The group in question is home health care workers who receive state assistance. How were they reclassified as state “employees”? The Washington Examiner‘s Sean Higgins explains:
In 2005, then-Gov. Jennifer Granholm, a Democrat, created the Michigan Quality Community Care Council — commonly referred to as “MQC3” — ostensibly for the purpose of keeping tracking track of program’s 45,000 participants. However the entity also made it legally possible for the state to claim the participants were actually employees and therefore eligible for collective bargaining.
The following year, Granholm signed a collective bargaining contract with SEIU Healthcare Michigan, after a mail-in ballot in which only 20 percent of the program participants voted. It is not clear how many in the program even knew an election was going on or what the ballot represented.

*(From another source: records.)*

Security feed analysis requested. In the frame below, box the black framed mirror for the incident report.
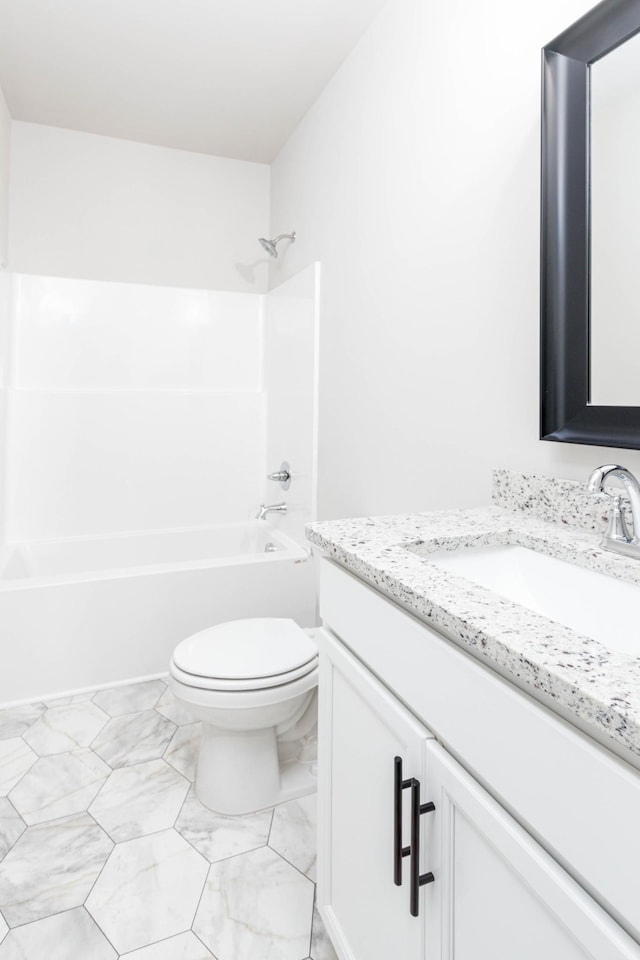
[540,0,640,449]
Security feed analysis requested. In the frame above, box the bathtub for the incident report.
[0,521,316,704]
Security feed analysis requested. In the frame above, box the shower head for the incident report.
[258,230,296,258]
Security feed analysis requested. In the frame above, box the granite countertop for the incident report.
[307,471,640,765]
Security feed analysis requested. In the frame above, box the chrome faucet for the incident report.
[587,463,640,560]
[256,503,287,520]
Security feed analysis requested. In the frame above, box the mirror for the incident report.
[589,26,640,407]
[541,0,640,449]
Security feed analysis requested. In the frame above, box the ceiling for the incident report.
[0,0,384,163]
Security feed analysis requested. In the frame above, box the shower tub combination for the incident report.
[0,521,316,703]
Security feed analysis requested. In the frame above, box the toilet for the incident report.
[169,617,318,815]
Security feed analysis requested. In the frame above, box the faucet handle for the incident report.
[604,496,632,543]
[267,460,291,490]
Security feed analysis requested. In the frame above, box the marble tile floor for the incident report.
[0,680,335,960]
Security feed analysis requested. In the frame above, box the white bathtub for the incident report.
[0,521,315,703]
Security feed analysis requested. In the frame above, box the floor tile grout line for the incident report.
[75,904,120,960]
[191,928,218,960]
[109,927,195,960]
[267,843,316,889]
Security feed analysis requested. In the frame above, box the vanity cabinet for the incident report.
[318,560,640,960]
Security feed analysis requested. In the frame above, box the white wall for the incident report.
[5,276,265,541]
[271,0,640,517]
[8,122,269,293]
[0,87,11,270]
[264,264,320,546]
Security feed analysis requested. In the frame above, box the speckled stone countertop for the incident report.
[307,471,640,765]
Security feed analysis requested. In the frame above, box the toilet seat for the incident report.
[171,617,318,692]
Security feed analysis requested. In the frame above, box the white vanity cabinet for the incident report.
[318,560,640,960]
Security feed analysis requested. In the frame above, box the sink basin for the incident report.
[423,544,640,657]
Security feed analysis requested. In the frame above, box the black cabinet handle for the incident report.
[409,778,436,917]
[393,757,412,887]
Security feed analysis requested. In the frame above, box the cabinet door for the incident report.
[318,631,429,960]
[423,742,640,960]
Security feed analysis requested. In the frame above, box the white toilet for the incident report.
[169,618,318,814]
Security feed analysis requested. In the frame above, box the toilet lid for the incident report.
[173,617,318,681]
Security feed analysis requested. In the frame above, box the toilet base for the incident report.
[195,723,317,816]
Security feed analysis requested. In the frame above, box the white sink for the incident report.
[422,544,640,657]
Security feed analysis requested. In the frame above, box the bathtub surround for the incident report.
[0,266,319,702]
[308,471,640,766]
[0,680,335,960]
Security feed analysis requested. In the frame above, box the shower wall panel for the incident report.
[0,276,265,541]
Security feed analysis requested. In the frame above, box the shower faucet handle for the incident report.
[267,460,291,490]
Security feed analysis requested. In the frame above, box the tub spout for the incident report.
[256,503,287,520]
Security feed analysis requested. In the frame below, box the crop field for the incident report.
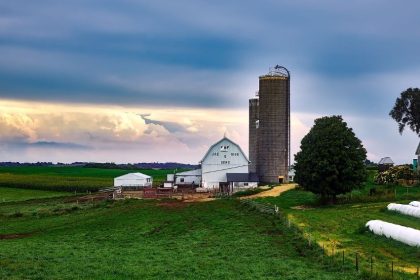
[0,188,358,279]
[259,187,420,279]
[0,166,173,192]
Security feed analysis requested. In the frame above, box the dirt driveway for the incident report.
[241,184,297,199]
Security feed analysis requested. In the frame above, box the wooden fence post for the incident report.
[370,256,373,276]
[356,253,359,271]
[391,261,394,279]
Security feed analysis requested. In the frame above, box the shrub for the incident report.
[375,165,418,185]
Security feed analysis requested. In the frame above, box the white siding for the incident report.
[175,169,201,185]
[201,138,249,189]
[114,173,153,187]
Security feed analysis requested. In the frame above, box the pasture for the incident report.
[0,187,70,203]
[259,189,420,279]
[0,166,177,193]
[0,188,358,279]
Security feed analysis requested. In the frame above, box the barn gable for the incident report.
[200,136,250,163]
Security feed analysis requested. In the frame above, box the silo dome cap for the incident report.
[268,64,290,78]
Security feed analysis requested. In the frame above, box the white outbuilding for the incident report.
[114,172,153,188]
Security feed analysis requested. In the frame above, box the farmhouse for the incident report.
[114,172,153,188]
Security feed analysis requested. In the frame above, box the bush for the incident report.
[375,165,418,185]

In short, a union-friendly administration created a state body to pose as the “employer” of home care workers receiving state assistance, and then conducted a stealth organizing campaign by mail. (A similar effort in Connecticut led CEI to partner with the Connecticut-based Yankee Institute to conduct our own mail campaign informing Connecticut home care workers that if they wanted to avoid unionization, they had to return the cards stating so.)
Unsurprisingly, many home care workers in Michigan were unhappy about having their assistance payments suddenly reduced because of dues payments to which they never consented. So when they could finally exit, they did. As a result, SEIU Healthcare Michigan’s membership dropped from 55,000 in 2012 to under 11,000 the next year.
Michigan isn’t the only state where government employee unions have tried to expand the definition of “public employee” to include service providers who receive state assistance. In fact, it’s part of a wider effort, as my co-authors and I note in a 2009 Cato Institute study on public sector unions:
[S]ome unions are trying to expand the definition of “public” by trying to organize government contractors. Washington state provides a good example of this. There, the trend began in 2001, when voters approved a ballot measure, Initiative 775, to allow independent long-term health care providers to unionize and bargain collectively over hours, compensation, and working conditions. Then in 2007, Washington state authorized collective bargaining for adult-home-care providers who receive Medicaid and other state aid. Stretching the definition of “public employee” to any home-care provider who may contract with the state can give a public employee union a foothold in the private sector. Further, under such an arrangement,union fees can be deducted from state compensation checks before the recipients ever see them, so the care providers never miss money they never see.
Fortunately, however, many have noticed, including Pamela Harris, an Illinois resident taking care of her developmentally disabled son, whose legal challenge to a similar scheme in Illinois has reached the U.S. Supreme Court. Last January, the Court heard oral arguments in Harris v. Quinn. A decision is expected in June.